[Date Prev][Date Next][Thread Prev][Thread Next][Date Index][Thread Index]

Re: [Condor-users] VB: [Condor] Problem o2f-sth-lap-016.un.dr.dgcsystems.net: condor_schedd.exe exited (4)



Hi Sonia:

> I am trying to configure Condor on a linux cluster consisting of 13 machines plus the administrator machine that is running windows 7.
> 
> I get two main error messages that are the following,
> 
> WARNING: Unable to determine local IP address. Condor  might not work
> 
> propertly until you set  NETWORK_INTERFACE=<machine IP address>

Silly question: does the computer have and IP address?  If it does, then sometimes I find setting the hosts IP and hostname in the 'hosts' file solves this problem.  Try adding a line to:

C:\WINDOWS\system32\drivers\etc\hosts

Then restart Condor and see if it helped.

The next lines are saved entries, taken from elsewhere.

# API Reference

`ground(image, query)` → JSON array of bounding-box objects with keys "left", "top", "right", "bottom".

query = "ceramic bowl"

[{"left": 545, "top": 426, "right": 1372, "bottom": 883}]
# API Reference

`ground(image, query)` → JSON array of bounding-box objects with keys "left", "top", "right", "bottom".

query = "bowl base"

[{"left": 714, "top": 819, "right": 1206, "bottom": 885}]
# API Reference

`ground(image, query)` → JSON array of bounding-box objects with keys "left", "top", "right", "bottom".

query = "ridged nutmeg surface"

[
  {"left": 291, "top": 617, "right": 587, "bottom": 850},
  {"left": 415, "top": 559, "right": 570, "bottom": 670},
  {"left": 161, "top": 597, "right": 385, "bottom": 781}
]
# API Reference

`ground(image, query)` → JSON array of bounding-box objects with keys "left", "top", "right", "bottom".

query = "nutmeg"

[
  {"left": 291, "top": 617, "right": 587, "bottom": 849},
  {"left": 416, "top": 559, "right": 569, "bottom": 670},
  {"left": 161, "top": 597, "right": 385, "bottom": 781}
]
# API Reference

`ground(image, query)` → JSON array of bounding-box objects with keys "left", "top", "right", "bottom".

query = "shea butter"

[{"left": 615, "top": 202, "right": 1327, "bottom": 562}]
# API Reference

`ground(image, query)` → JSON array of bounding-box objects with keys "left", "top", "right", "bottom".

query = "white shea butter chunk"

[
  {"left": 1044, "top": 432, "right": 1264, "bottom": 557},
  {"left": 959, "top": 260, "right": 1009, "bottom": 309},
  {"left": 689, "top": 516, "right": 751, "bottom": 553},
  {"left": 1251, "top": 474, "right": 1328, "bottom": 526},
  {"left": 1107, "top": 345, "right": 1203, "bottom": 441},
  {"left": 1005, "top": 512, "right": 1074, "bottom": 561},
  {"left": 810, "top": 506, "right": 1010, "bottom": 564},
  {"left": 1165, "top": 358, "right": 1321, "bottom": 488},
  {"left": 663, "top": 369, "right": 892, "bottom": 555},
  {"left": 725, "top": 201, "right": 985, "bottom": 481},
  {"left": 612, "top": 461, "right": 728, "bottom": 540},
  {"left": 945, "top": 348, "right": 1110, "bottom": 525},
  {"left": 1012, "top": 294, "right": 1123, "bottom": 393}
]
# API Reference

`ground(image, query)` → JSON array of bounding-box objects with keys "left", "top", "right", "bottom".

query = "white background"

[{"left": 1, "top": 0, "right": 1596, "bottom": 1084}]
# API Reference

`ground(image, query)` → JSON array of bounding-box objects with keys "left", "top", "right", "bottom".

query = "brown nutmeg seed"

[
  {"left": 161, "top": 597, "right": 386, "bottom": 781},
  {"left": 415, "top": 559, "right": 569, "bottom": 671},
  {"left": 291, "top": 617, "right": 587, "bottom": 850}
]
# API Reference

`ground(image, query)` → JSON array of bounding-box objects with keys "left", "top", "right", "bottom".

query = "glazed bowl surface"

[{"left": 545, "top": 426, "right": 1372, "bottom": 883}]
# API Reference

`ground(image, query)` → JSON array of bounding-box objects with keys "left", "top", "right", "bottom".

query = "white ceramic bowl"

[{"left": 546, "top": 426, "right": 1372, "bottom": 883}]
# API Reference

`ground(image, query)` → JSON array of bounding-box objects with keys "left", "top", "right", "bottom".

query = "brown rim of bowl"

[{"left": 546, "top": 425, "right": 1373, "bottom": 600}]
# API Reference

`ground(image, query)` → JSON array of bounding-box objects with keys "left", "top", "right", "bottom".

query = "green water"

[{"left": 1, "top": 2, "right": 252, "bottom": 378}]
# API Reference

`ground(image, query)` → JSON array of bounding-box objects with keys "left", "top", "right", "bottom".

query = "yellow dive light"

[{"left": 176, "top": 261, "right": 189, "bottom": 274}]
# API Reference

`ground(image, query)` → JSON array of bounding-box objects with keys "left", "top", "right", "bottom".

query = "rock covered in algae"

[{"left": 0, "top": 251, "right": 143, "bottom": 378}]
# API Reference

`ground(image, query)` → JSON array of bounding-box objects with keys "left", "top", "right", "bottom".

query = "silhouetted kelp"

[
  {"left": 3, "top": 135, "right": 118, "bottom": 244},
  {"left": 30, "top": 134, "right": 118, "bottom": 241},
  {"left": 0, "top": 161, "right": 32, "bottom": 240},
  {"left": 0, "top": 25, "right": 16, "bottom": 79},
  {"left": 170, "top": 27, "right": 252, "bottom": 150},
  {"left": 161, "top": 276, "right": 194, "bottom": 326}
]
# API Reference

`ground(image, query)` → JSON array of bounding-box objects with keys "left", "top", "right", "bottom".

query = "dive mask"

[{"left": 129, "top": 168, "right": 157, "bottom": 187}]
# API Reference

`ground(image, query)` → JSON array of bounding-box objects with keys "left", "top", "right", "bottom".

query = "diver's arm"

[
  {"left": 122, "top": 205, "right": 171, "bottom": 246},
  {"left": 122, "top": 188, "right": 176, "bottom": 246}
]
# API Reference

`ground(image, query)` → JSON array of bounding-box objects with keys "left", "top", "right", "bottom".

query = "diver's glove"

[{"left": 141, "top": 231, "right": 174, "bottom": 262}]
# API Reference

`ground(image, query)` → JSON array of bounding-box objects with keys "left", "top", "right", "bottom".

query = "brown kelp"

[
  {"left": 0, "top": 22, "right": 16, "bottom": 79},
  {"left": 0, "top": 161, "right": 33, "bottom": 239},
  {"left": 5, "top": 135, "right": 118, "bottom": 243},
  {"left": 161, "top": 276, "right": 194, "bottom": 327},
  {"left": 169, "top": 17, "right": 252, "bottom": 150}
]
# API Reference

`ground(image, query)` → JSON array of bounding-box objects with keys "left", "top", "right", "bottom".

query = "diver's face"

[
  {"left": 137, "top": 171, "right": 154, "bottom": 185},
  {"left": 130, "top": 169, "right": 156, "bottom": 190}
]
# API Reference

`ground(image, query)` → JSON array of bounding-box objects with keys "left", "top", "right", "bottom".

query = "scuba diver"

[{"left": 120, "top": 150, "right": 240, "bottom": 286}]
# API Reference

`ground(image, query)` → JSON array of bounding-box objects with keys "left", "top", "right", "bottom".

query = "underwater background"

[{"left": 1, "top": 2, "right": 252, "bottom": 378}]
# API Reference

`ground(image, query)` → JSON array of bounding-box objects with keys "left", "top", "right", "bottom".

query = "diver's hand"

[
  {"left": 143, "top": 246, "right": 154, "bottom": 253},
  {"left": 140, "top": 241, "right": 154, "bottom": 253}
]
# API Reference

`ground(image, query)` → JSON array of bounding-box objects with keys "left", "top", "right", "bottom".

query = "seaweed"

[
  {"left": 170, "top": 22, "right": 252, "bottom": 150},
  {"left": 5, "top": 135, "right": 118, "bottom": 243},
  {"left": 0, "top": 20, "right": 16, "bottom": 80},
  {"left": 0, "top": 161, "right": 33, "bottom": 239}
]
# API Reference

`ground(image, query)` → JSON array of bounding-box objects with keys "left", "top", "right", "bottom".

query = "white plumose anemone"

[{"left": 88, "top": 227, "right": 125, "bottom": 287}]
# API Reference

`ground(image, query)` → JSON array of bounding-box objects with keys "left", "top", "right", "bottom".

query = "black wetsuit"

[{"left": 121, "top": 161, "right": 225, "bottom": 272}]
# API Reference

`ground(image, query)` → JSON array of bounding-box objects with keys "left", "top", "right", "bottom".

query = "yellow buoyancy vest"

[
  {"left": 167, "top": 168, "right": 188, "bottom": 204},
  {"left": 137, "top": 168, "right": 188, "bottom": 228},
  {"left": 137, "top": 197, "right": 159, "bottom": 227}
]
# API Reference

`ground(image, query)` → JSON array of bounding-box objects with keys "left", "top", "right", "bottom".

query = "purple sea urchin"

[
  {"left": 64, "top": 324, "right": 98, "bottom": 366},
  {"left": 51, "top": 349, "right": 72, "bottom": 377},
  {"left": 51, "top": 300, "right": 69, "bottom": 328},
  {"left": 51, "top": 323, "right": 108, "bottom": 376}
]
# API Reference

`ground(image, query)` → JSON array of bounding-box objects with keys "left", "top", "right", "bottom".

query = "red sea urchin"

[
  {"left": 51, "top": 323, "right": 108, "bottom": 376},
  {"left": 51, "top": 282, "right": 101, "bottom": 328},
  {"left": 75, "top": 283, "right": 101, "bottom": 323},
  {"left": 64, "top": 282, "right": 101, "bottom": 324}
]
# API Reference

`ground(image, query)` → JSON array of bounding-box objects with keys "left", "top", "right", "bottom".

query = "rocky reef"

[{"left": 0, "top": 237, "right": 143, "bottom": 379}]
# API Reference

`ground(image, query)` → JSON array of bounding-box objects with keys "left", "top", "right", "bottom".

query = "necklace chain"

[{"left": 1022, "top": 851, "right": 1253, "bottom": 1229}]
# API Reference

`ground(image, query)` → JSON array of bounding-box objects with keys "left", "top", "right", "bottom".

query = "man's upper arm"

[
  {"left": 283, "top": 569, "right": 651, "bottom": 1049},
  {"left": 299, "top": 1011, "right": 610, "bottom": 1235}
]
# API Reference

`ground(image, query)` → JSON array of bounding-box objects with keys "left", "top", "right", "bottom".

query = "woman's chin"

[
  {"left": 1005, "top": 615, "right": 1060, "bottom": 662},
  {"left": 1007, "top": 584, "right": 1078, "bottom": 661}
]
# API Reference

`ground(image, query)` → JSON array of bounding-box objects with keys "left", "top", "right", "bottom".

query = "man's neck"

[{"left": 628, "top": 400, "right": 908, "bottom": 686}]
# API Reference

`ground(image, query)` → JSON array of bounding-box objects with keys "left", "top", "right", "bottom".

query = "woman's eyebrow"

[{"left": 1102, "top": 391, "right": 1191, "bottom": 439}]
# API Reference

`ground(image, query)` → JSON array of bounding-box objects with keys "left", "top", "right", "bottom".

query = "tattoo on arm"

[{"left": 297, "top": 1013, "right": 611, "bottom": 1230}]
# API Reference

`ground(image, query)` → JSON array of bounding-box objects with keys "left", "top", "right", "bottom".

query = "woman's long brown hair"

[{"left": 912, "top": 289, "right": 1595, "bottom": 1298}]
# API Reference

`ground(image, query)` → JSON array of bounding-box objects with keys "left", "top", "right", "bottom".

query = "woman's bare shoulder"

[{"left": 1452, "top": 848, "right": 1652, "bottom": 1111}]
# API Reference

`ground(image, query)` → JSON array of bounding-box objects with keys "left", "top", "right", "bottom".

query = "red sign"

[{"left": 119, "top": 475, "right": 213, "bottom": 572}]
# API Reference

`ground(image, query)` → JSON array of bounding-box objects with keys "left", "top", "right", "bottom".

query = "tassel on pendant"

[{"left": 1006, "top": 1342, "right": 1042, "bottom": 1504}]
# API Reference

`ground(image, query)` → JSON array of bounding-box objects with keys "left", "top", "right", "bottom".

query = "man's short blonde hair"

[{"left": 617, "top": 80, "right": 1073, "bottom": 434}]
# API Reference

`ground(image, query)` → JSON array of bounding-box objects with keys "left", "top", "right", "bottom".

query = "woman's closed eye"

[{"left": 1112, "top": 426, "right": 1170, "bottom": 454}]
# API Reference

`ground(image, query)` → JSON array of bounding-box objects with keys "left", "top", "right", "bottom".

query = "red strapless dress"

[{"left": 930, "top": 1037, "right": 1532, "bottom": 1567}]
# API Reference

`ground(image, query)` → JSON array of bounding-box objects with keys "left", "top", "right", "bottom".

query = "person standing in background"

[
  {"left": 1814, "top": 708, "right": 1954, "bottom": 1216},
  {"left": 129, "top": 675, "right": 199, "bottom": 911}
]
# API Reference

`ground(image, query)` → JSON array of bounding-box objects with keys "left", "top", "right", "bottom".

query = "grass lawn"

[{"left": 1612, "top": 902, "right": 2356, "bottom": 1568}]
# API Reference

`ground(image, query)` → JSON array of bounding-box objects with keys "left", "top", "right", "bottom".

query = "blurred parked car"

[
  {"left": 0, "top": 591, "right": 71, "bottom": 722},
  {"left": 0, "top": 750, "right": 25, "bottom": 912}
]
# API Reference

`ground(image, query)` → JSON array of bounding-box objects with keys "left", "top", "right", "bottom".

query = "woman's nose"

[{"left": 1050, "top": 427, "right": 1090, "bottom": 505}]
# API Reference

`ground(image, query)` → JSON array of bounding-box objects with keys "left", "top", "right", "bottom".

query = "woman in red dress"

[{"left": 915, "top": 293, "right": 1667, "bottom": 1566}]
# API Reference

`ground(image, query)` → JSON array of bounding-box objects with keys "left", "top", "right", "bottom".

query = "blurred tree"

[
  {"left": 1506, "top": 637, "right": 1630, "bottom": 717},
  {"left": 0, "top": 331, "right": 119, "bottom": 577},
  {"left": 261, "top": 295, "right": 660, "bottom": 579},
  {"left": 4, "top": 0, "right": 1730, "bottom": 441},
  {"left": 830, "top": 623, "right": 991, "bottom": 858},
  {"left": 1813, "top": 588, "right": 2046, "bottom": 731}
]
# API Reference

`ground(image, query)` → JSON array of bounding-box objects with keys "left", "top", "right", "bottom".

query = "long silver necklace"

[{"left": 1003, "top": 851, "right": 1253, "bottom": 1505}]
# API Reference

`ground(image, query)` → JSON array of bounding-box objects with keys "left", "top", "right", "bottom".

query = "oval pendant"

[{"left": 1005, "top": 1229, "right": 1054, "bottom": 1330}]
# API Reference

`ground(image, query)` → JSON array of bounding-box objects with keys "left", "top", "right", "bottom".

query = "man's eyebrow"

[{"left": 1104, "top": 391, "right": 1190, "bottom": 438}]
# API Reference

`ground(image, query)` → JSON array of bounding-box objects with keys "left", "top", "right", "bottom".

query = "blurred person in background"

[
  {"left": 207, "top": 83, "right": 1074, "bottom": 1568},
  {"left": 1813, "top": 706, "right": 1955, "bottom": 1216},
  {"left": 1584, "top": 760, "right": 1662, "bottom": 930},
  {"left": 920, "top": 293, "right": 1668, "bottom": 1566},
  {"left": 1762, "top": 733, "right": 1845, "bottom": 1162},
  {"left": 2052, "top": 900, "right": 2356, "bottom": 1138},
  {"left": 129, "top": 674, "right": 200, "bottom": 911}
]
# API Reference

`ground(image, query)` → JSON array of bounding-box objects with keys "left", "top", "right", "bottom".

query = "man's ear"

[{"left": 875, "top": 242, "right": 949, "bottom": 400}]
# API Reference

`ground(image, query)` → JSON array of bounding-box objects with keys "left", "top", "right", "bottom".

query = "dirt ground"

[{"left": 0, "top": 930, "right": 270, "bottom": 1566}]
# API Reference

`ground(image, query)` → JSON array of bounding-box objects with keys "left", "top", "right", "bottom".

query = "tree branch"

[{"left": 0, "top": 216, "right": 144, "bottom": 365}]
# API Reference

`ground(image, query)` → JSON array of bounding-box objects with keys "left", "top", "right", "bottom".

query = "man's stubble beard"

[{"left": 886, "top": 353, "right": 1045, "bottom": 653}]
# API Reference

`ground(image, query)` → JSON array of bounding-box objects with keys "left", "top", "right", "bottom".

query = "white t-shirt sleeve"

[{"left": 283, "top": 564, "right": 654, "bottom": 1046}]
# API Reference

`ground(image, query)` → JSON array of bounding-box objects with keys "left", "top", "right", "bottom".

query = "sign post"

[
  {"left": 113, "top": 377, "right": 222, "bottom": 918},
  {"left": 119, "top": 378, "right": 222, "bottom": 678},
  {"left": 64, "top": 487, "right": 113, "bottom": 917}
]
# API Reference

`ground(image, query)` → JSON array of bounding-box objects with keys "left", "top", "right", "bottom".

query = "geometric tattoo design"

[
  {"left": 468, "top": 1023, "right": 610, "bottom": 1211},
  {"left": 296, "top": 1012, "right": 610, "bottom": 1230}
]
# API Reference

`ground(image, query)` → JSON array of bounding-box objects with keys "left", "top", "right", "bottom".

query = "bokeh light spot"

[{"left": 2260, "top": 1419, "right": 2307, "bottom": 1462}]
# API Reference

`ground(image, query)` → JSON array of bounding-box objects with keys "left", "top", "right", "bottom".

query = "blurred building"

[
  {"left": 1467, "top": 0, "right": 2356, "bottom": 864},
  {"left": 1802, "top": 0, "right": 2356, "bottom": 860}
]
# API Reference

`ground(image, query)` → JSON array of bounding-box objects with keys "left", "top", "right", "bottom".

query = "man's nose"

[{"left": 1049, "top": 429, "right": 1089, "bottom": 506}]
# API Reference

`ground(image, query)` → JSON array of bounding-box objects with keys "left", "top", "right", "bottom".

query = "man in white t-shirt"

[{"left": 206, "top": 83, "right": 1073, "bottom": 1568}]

> In order for Condor to work properly you must set your CONDOR_CONFIG
> environment variable to point to your Condor configuration file:
> /home/sonia/condor-7.4.1/etc/condor_config before running Condor
> commands/daemons.
> How should I solve these problems? I have tried several alternatives but it's still not working...


Alternatives to which?  Can you be more specific as to what you have tried?  Is it set in your personal environment, or in the system's?  If you are running Condor as a service, it needs to be in the system's. otherwise Condor will not be able to find it.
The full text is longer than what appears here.